The No. 4 Canadian oil and gas trust had forecast fiscal 2010 production to average 83,000-84,000 boed.
Enerplus has been developing its unconventional oil and gas holdings, including the massive Marcellus shales of Pennsylvania and the Bakken oil region in Saskatchewan, Montana and North Dakota.
Enerplus, which does not have any specific plans to “package and sell any significant producing non-core properties” in the next fiscal, said 2011 capital spending is likely to be up 25 percent at C$650 million.
The company, with a market value of about C$5.12 billion, expects to spend about 85 percent of that on Bakken, Waterflood and Marcellus resource plays.
Most of the Bakken activity will be focused at Fort Berthold, North Dakota, where the company holds over 70,000 net acres of undeveloped land.
“Natural gas volumes are expected to remain essentially flat throughout the year. However, we anticipate shallow gas production will decline and be replaced by more profitable natural gas from the Marcellus,” the company said.

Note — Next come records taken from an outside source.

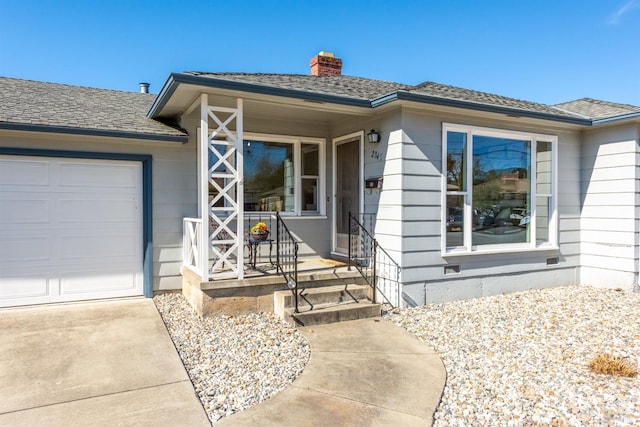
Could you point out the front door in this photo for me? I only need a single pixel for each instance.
(347, 189)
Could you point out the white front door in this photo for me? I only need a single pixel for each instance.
(70, 229)
(347, 188)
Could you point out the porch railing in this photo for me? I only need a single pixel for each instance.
(192, 227)
(287, 257)
(375, 264)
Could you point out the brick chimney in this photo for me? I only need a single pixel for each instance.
(325, 64)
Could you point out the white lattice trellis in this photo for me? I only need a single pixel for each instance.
(221, 168)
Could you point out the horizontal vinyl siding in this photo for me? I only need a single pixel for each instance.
(423, 265)
(610, 210)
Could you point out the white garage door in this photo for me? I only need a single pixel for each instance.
(70, 229)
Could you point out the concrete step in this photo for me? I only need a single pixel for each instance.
(311, 297)
(328, 304)
(332, 313)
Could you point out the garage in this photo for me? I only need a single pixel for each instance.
(70, 229)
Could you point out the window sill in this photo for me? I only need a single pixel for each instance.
(500, 251)
(305, 217)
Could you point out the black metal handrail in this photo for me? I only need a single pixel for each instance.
(374, 263)
(287, 257)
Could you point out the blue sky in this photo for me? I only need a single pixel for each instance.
(544, 51)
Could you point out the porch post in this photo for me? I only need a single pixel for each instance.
(240, 187)
(203, 197)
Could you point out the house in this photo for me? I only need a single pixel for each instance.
(103, 193)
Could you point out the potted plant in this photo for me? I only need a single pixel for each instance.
(259, 232)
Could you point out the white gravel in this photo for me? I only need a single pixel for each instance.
(522, 359)
(234, 362)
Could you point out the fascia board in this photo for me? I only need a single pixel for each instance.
(176, 79)
(434, 100)
(92, 132)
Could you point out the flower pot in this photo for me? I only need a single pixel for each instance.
(260, 237)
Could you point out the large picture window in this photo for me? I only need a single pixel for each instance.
(283, 174)
(499, 189)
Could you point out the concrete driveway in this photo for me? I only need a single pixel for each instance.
(92, 363)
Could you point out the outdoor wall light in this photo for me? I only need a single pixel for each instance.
(373, 137)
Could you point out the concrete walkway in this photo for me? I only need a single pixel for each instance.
(108, 363)
(361, 373)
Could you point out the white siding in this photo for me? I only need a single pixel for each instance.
(416, 198)
(610, 211)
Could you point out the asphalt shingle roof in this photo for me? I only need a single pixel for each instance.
(369, 89)
(341, 85)
(596, 109)
(27, 102)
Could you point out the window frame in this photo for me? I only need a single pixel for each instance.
(467, 248)
(297, 142)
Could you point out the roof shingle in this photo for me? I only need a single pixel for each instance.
(27, 102)
(369, 89)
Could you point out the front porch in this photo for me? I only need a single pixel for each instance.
(255, 292)
(302, 189)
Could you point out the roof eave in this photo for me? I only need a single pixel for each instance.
(447, 102)
(623, 117)
(175, 79)
(92, 132)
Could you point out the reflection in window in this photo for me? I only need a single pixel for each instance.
(310, 159)
(490, 202)
(268, 176)
(501, 170)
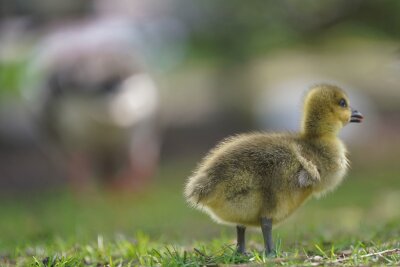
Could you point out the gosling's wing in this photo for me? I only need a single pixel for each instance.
(308, 173)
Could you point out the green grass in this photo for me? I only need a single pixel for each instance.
(358, 224)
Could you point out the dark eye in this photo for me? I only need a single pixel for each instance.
(343, 103)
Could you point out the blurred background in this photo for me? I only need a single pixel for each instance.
(106, 106)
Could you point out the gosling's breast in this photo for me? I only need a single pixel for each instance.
(335, 172)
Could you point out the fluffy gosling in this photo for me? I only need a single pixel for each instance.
(259, 179)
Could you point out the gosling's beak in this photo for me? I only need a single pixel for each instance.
(356, 116)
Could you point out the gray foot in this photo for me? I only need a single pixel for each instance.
(266, 227)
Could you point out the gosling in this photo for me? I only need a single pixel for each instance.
(259, 179)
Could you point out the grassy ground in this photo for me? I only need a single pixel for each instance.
(358, 224)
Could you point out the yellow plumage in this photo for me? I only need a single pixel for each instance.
(269, 175)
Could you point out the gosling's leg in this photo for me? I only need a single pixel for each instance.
(266, 227)
(241, 246)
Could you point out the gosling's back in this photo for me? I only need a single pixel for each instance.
(251, 175)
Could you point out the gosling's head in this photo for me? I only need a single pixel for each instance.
(326, 110)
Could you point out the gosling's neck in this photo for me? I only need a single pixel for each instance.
(315, 127)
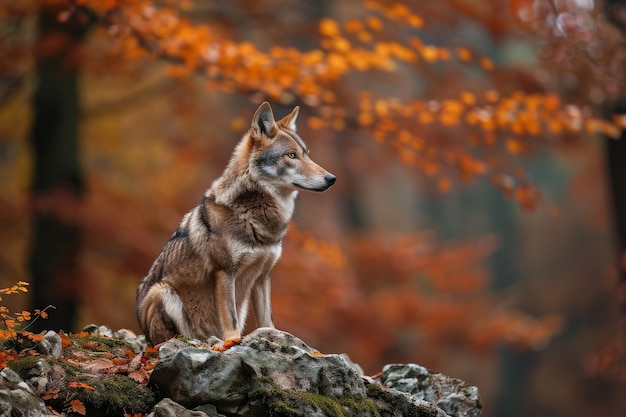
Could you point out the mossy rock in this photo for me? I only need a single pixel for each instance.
(282, 403)
(102, 394)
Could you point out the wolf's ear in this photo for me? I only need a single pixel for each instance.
(263, 121)
(289, 121)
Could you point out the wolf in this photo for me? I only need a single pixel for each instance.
(220, 257)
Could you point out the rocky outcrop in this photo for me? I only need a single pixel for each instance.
(17, 398)
(274, 373)
(269, 372)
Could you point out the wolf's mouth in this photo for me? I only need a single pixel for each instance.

Enerplus expects crude oil volumes to rise more than 20 percent over the next two years.
“Up to 40 percent of the production associated with our 2011 drilling program will not come on stream until the remaining completion and tie-in capital is expended in 2012,” the company said.
Cash flow, an indicator of the company’s ability to fund growth plans, is likely to grow by about 15 percent by 2012 partly due to higher production and crude oil prices.